The non-linear kernels allow the SVM to separate non-linear data linearly in a high dimensional space. The RBF kernel is probably the most popular non-linear kernel.

I was told that the RBF kernel is Gaussian, and therefore is infinitely differentive. With this property, the RBF kernel can map the data from a low dimensional space to an INFINITE dimensional space. I have 2 questions:

1) Could anyone explain why the number of feature space after mapping is corresponding to the derivatives of the kernel? I am not clear on this part. 2) There are many non-linear kernels, such as polynomial kernel, and I believe they are also able to map the data from a low dimensional space to an infinite dimensional space. But why the RBF kernel is more popular then them?

Thank you for your help in advance.

1

1 Answers

1
votes

1) Could anyone explain why the number of feature space after mapping is corresponding to the derivatives of the kernel? I am not clear on this part.

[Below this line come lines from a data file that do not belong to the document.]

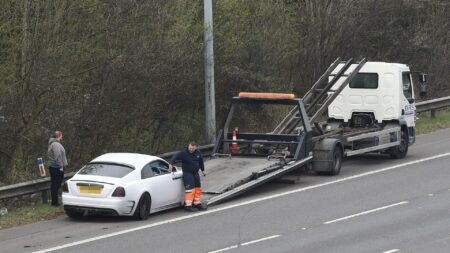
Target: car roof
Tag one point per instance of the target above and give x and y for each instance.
(136, 160)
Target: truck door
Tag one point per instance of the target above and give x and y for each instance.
(409, 109)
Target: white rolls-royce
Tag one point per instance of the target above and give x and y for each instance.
(124, 184)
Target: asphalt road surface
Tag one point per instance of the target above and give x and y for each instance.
(376, 204)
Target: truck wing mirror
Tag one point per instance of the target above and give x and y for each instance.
(423, 89)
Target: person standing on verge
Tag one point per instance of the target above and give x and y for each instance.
(57, 161)
(191, 161)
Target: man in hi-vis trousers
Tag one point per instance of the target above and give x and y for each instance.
(191, 162)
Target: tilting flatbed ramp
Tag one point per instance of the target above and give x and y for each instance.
(228, 178)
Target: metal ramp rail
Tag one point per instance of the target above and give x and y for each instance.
(293, 165)
(321, 95)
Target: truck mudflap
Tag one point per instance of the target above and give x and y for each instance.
(257, 179)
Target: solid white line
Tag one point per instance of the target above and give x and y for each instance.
(260, 240)
(240, 204)
(224, 249)
(391, 251)
(366, 212)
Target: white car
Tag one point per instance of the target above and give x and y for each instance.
(123, 184)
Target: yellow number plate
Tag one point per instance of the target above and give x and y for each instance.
(91, 189)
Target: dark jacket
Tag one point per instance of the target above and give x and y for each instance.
(56, 154)
(189, 162)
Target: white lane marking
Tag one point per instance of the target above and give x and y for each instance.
(224, 249)
(365, 212)
(391, 251)
(248, 202)
(260, 240)
(245, 244)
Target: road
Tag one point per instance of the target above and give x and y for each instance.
(376, 204)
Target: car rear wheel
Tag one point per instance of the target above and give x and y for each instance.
(143, 209)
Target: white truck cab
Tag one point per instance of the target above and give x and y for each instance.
(380, 94)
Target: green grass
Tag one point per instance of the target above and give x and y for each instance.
(25, 215)
(426, 124)
(29, 214)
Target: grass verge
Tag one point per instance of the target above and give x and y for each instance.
(26, 215)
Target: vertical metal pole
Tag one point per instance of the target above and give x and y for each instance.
(210, 101)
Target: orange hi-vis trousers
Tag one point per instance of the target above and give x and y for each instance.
(193, 196)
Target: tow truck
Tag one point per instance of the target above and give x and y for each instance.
(370, 108)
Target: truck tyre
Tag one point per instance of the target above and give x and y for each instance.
(401, 150)
(143, 209)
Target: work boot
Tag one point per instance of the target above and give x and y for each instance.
(189, 209)
(201, 207)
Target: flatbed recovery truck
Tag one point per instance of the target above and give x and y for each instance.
(375, 113)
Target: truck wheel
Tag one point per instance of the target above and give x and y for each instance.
(401, 150)
(334, 166)
(143, 209)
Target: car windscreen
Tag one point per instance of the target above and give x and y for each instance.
(106, 170)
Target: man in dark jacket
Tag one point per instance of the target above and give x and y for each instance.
(57, 161)
(191, 161)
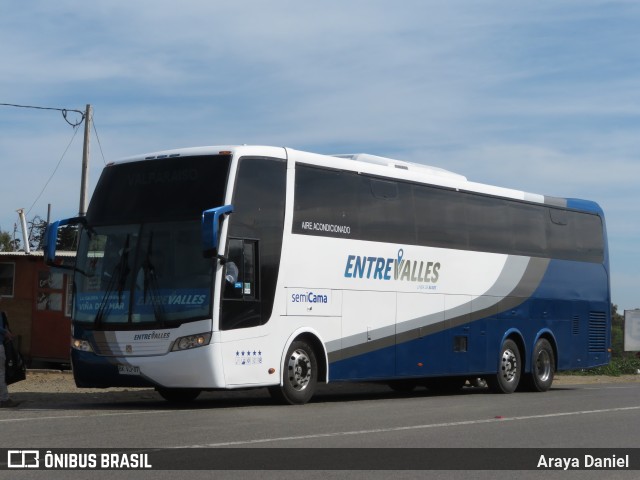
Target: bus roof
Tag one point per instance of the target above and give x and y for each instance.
(373, 164)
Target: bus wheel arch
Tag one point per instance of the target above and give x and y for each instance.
(510, 365)
(303, 366)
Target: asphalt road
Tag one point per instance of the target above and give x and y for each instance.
(587, 416)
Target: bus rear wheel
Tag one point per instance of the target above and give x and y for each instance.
(509, 369)
(299, 376)
(179, 395)
(542, 367)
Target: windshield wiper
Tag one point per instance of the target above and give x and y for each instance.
(150, 284)
(117, 276)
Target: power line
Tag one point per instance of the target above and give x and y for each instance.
(64, 111)
(75, 131)
(93, 124)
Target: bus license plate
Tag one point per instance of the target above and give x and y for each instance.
(128, 370)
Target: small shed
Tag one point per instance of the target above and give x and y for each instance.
(37, 300)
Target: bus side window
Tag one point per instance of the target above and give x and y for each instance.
(240, 270)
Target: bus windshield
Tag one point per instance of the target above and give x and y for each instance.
(140, 260)
(142, 274)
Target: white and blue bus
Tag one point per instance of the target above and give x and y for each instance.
(245, 266)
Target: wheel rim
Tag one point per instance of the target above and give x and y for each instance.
(509, 365)
(543, 366)
(299, 368)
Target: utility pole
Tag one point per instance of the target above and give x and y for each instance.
(85, 162)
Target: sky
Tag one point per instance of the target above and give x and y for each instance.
(541, 96)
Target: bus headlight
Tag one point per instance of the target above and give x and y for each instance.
(191, 341)
(82, 345)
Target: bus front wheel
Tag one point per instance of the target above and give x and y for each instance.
(509, 369)
(299, 376)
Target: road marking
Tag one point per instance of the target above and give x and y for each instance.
(89, 414)
(411, 427)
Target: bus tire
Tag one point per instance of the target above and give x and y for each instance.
(542, 367)
(179, 395)
(299, 375)
(509, 369)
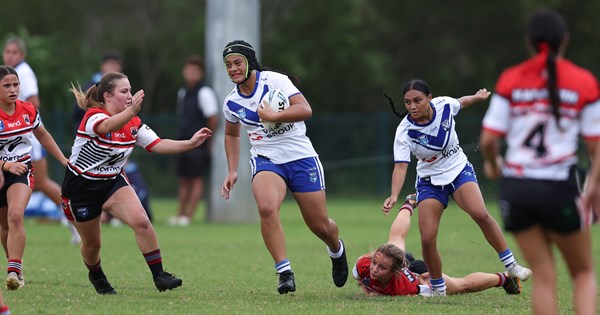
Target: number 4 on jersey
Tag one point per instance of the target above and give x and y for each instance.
(535, 140)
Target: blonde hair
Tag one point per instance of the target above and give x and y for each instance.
(94, 96)
(397, 255)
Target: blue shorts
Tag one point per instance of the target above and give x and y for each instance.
(37, 150)
(426, 190)
(304, 175)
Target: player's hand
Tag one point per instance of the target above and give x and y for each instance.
(388, 204)
(136, 102)
(482, 94)
(228, 184)
(16, 168)
(590, 199)
(200, 136)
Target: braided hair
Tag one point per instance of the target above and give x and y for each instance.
(546, 31)
(246, 50)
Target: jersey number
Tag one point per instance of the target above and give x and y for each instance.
(535, 140)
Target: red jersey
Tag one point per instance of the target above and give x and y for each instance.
(16, 132)
(520, 110)
(402, 283)
(102, 156)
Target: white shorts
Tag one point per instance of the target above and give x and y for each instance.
(37, 150)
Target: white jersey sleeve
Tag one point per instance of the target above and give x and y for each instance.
(402, 146)
(28, 81)
(146, 136)
(590, 120)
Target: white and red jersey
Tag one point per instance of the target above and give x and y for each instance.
(102, 156)
(286, 144)
(434, 144)
(16, 132)
(520, 110)
(402, 283)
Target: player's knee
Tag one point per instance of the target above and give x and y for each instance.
(267, 212)
(15, 218)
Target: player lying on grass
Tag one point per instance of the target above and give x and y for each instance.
(390, 270)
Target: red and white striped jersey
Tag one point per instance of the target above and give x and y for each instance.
(520, 110)
(16, 132)
(102, 156)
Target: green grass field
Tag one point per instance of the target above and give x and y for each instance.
(226, 268)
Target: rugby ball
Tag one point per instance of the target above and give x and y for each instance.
(278, 101)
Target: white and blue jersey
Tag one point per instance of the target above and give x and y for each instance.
(435, 144)
(286, 144)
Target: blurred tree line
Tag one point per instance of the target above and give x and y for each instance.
(344, 51)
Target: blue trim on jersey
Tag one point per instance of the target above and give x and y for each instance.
(265, 91)
(437, 142)
(255, 87)
(243, 114)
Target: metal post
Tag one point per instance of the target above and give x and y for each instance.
(229, 20)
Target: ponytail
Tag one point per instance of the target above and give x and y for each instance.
(552, 86)
(399, 114)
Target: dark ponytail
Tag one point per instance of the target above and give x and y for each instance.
(546, 32)
(399, 114)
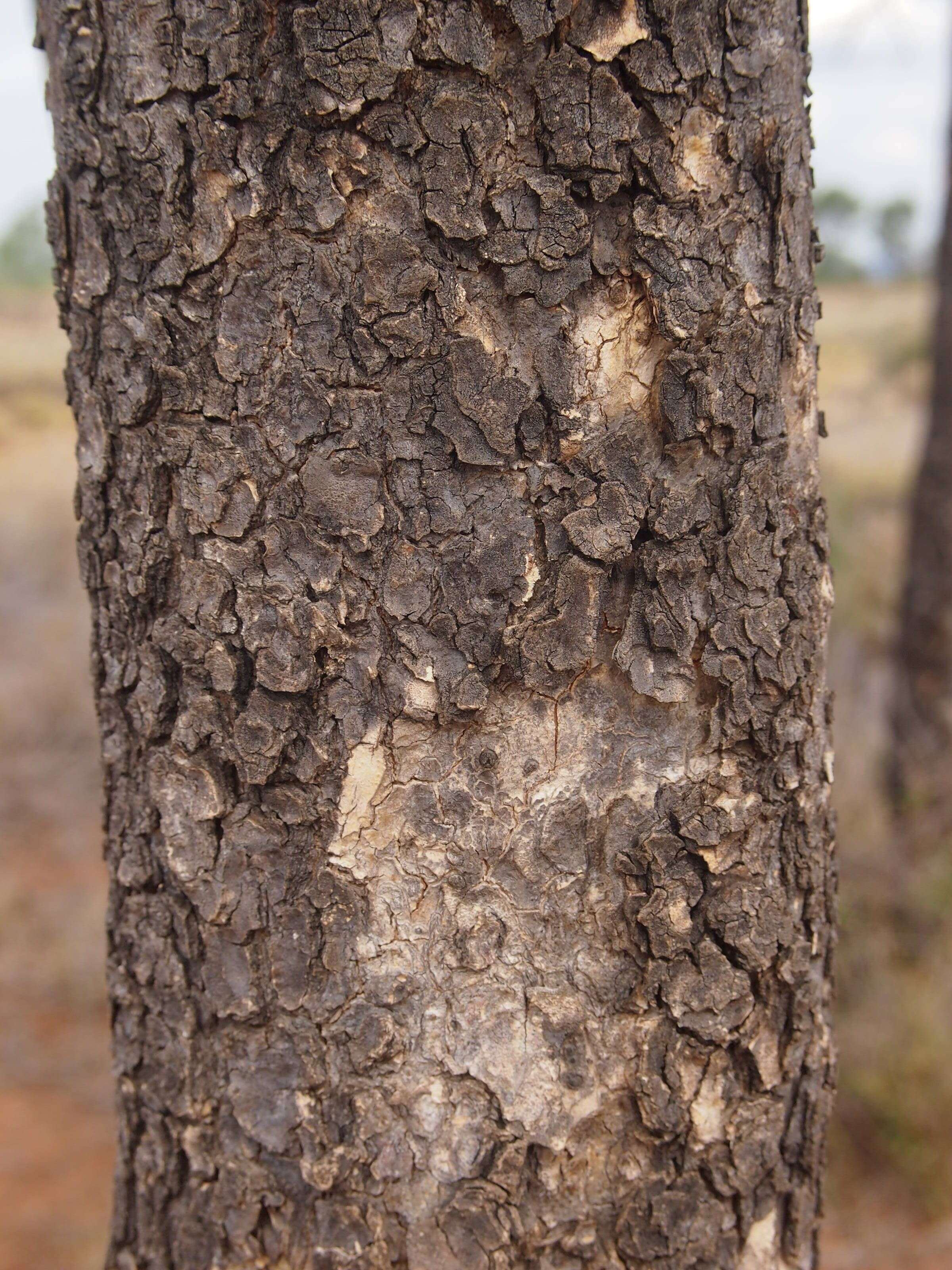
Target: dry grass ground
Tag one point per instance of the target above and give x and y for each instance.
(892, 1179)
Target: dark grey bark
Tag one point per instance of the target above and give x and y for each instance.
(921, 760)
(446, 391)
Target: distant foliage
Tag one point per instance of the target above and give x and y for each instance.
(26, 260)
(894, 227)
(862, 241)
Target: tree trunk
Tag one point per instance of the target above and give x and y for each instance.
(921, 761)
(446, 392)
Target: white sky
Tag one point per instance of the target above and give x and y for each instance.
(880, 102)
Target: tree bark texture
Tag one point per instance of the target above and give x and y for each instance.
(921, 760)
(446, 392)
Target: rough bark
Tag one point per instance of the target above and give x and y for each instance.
(445, 378)
(921, 760)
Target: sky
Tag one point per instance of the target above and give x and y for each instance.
(880, 84)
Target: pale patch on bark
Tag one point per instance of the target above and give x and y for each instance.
(697, 153)
(621, 30)
(507, 959)
(617, 350)
(709, 1106)
(761, 1251)
(365, 774)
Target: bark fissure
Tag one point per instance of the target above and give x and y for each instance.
(445, 380)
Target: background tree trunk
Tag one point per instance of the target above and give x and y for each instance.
(446, 393)
(921, 764)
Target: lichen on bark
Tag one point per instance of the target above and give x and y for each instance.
(445, 379)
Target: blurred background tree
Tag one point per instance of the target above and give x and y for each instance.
(837, 214)
(26, 260)
(894, 228)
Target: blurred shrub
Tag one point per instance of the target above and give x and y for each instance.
(26, 260)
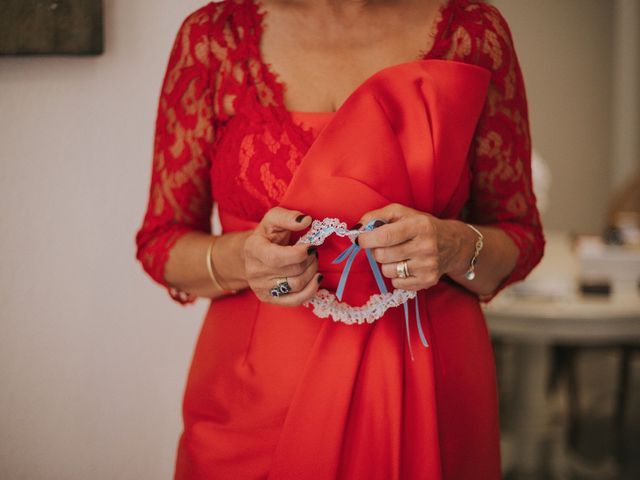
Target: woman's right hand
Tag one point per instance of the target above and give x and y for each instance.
(269, 257)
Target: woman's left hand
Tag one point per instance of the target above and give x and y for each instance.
(432, 247)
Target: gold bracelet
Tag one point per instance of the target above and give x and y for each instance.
(214, 280)
(470, 274)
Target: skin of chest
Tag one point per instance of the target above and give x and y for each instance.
(322, 51)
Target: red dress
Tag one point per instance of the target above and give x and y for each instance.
(277, 392)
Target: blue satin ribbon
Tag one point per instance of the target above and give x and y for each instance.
(349, 254)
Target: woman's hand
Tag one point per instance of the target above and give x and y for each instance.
(269, 258)
(431, 247)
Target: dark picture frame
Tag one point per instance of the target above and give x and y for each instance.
(53, 27)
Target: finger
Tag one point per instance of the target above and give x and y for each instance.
(298, 298)
(390, 270)
(279, 257)
(296, 283)
(279, 219)
(425, 280)
(396, 253)
(386, 235)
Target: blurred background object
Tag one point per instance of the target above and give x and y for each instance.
(567, 339)
(29, 27)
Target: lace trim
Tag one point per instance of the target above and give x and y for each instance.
(326, 304)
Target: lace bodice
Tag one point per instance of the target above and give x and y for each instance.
(224, 134)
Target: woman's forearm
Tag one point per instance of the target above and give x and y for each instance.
(186, 268)
(496, 260)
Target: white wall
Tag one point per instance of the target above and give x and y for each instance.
(565, 50)
(93, 356)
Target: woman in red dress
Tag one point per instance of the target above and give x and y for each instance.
(413, 113)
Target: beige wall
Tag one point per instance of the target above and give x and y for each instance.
(564, 48)
(93, 356)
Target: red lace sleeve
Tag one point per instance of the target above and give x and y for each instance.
(180, 198)
(501, 192)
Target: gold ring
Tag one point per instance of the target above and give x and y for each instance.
(402, 269)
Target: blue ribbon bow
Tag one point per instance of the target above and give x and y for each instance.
(349, 254)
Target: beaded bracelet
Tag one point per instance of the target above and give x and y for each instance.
(214, 280)
(470, 274)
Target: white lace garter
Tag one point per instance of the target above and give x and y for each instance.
(326, 304)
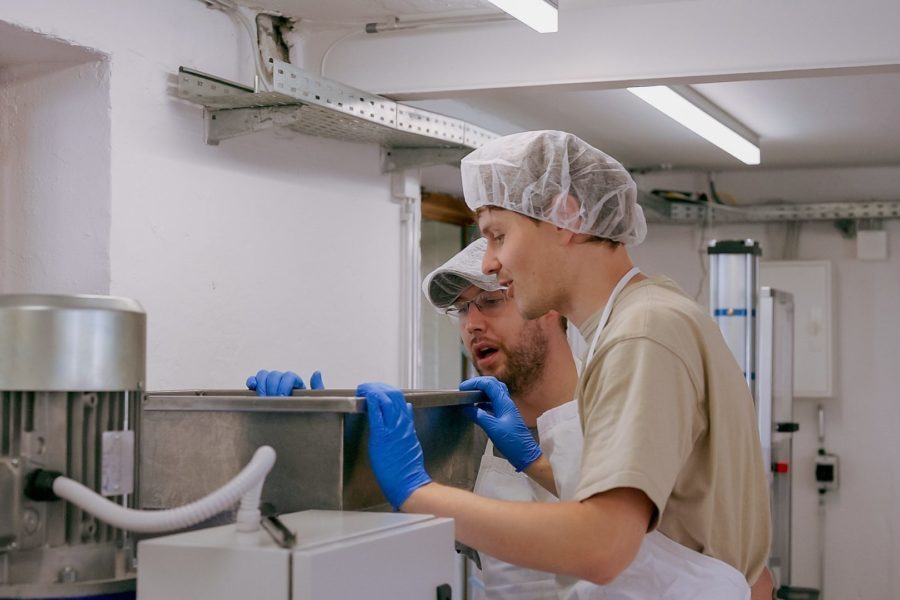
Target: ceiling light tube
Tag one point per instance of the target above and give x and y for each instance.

It has nothing to do with being differentiable, linear kernel is also infinitely differentiable and does not map to any higher dimensional space, whoever told you that it is the reason -- lied or did not understand the math behind it. The infinite dimension comes from the mapping

phi(x) = Nor(x, sigma^2)

in other words you are mapping your point into function being a Gaussian distribution, which is an element of L^2 space, infinitely dimension space of continuous function, where scalar product is defined as an integral of multiplication of functions, so

<f,g> = int f(a)g(a) da

and as such

<phi(x),phi(y)> = int Nor(x,sigma^2)(a)Nor(y,sigma^2)(a) da 
                = X exp(-(x-y)^2 / (4sigma^2) )

for some normalising constant X (which is completely unimportant). In other words, Gaussian kernel is a scalar product between two functions, which have infinite dimensions.

2) There are many non-linear kernels, such as polynomial kernel, and I believe they are also able to map the data from a low dimensional space to an infinite dimensional space. But why the RBF kernel is more popular then them?

Polynomial kernel maps into feature space with O(d^p) dimensions, where d is input space dimension and p is polynomial degree, so it is far from being infinite. Why is Gaussian popular? Because it works, and is quite easy to use and fast to compute. From theoretical point of view it also has guarantees of learning any arbitrary set of points (with small enough variances used).